Insurers to face challenges, but sector to grow: Survey

June 8th, 2011 - 11:43 pm ICT by IANS  

Chennai, June 8 (IANS) Low productivity of individual agents, a high policy lapse rate and lack of experienced personnel are among the challenges that private life insurers in India will have to be contended with over the next couple of years, an industry survey has said.

On the positive side, industry players expect the sector to grow 10-20 percent over the next three years.

According to the survey done by global actuarial consulting firm Milliman, low productivity of agents is a major concern and improving that would involve significant efforts in training and ongoing agent management activities.

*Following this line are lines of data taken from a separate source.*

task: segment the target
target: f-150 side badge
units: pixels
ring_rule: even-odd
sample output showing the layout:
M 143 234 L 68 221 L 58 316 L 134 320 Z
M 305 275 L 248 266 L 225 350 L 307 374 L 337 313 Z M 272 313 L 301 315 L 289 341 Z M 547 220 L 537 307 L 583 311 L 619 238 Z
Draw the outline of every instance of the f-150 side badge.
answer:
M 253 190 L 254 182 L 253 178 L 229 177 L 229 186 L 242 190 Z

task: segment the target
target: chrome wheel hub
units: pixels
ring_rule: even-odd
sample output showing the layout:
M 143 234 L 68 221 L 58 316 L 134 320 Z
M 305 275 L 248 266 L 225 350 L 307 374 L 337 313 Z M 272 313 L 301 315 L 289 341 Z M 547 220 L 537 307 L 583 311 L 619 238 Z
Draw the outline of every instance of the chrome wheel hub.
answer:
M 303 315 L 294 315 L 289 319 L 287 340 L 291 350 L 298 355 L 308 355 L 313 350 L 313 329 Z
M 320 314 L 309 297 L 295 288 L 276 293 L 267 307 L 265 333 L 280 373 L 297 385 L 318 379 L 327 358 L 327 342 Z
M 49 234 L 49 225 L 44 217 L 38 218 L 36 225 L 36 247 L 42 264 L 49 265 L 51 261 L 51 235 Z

The survey said: “It is refreshing to note that most of the respondents expect an ‘improved’ tied agency channel to dominate the distribution scene in the industry, whereas none of the respondents expect the ‘current’ form of agency channel to survive for too long. If this is indeed achieved, there is hope for improvements in areas such as mis-selling, persistency levels, productivity levels and high cost ratios
etc.”

Very few respondents believe that other channels such as employee sales force, direct marketing, tele-marketing and others will be successful, the survey noted.

Queried about the impact of insurance regulator’s guidelines on unit linked insurance policy (ULIP) officials agreed that it is good for the policyholders. They said that the new business volumes would get affected owing to lowering of distributor commission.

According to survey respondents, distributors would have to be adequately compensated failing which products that offer better value for money for policyholders will not reach them.

The majority of the respondents expect the proportion of new business from ULIPs to be between 25 percent and 50 percent in the future.

According to the survey, more than 30 percent of the respondent felt that Indian market is big enough to accommodate more life insurers while 25 percent respondent feels the number of players will come down to 20 from the current 23 over the next five years.

According to the survey, even after 10 years of the existence of private sector players the industry faces the challenge of lack of experienced professionals.